In a recent Windows 8 M1 leak, it appears that some new interesting information about the next version of Windows has cropped up. From some text in files, it seems as though email accounts will be able to be used as Windows accounts, allowing you to synchronize things such as settings, favorites, and other content, according to Softpedia.
Seeing as this is information coming from a leaked build of Windows 8, no one can say what it means for sure, but it would be no surprise if these features did come to Windows 8 as Microsoft is beginning to move into the cloud.
I have to wonder though, will such synchronizing services be free? Sure, currently Microsoft gives Windows Live users 25GB of online storage with SkyDrive, but right now only 5GB of that limit can be used to synchronize files with Windows Live Mesh.

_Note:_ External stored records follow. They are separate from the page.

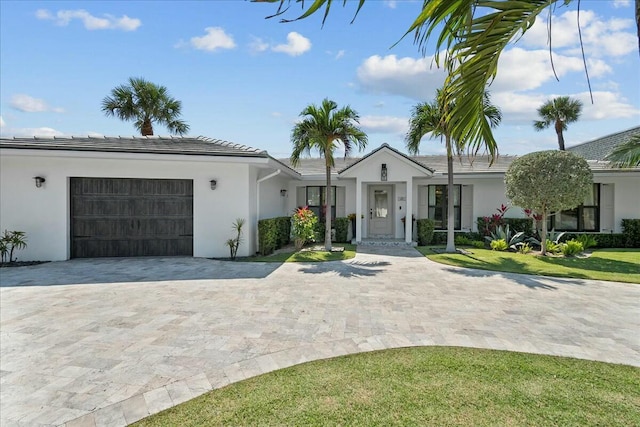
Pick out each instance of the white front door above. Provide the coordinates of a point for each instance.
(381, 211)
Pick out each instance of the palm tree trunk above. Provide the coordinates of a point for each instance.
(327, 207)
(451, 247)
(543, 238)
(147, 128)
(560, 136)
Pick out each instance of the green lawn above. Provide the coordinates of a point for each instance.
(621, 265)
(308, 256)
(423, 386)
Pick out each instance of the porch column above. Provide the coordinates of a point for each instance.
(408, 223)
(358, 235)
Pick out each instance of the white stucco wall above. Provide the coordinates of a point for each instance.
(43, 213)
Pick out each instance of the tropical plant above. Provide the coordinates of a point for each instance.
(626, 155)
(434, 119)
(9, 242)
(524, 248)
(470, 35)
(587, 240)
(499, 245)
(548, 181)
(558, 112)
(234, 243)
(303, 223)
(572, 247)
(145, 103)
(323, 128)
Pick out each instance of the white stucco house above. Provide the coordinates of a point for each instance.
(153, 196)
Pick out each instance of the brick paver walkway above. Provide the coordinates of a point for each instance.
(107, 342)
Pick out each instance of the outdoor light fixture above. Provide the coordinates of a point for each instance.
(39, 181)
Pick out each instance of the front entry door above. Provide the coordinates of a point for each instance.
(381, 211)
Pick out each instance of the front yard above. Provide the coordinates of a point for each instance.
(620, 265)
(423, 386)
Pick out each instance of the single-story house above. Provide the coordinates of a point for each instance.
(155, 196)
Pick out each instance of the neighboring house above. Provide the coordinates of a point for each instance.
(154, 196)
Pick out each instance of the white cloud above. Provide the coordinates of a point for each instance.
(414, 78)
(214, 39)
(384, 124)
(258, 45)
(621, 3)
(606, 105)
(612, 37)
(106, 22)
(520, 69)
(296, 45)
(29, 104)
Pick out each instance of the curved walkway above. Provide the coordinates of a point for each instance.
(107, 342)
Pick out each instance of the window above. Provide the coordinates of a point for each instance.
(585, 217)
(316, 201)
(438, 206)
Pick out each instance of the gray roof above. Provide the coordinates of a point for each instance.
(599, 148)
(138, 144)
(437, 163)
(411, 159)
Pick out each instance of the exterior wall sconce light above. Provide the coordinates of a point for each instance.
(39, 181)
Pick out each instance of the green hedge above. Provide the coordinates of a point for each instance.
(631, 232)
(425, 228)
(273, 233)
(515, 224)
(342, 229)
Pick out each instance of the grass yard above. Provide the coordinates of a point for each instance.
(424, 386)
(621, 265)
(308, 256)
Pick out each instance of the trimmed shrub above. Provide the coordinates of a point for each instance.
(267, 236)
(571, 247)
(631, 232)
(342, 229)
(425, 228)
(499, 245)
(273, 233)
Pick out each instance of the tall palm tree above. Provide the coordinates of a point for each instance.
(472, 34)
(145, 103)
(323, 128)
(627, 154)
(558, 112)
(433, 118)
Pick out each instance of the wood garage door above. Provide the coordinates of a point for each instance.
(117, 217)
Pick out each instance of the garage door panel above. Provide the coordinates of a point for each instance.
(131, 217)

Maybe Microsoft will bump up the limit to the full 25GB and offer that for free, but any more than that would cost extra. Who knows, Windows 8 could even be an operating system that you don’t pay a license fee to use Windows, but a subscription fee for your Windows 8 account. Then if you don’t pay your fee (monthly, yearly, whatever) you couldn’t log on to your account.
After all, Microsoft is moving many of their services to the cloud and having subscription fees. A couple examples would be Office 365, with which you not only get the online services, but also the full-on Office suite attached to the subscription itself, and if you fail to pay, the Office suite on the desktop turns into Office Starter (not all Office 365 subscriptions come with the Office suite for the desktop, not the cheap plans, anyways). Another example is Windows InTune, for managing Windows from the cloud, and with the service you also get upgrade rights to Windows 7 Enterprise.
The best part of using such subscription services is when a new version of Office or Windows comes out, you get to upgrade to the newest version without forking over any massive amount of money. Sure, it is covered by the subscription fee, but it is not a huge upfront cost.
All of what I just said though is complete and utter speculation with no sources, but I can dream, can’t I?
Mary Jo Foley has a contact which tells her that the next version of the Windows Live service (Wave 5) would feature an HTML5 Hotmail.
This may not sound too interesting, except for what her contact had to say: “The Softies are working on an HTML5 version of Hotmail with something that few people understand the consequences of: offline storage…. They are planning on replacing the Windows Live Mail client with it.”
Now wouldn’t that be nice? No longer would you need to install the desktop application, yet you could continue to access your email even while offline. Nothing amazing or revolutionary, just evolutionary, but nice nonetheless.
Hopefully Windows Live Hotmail won’t be so ugly in the next “wave,” either.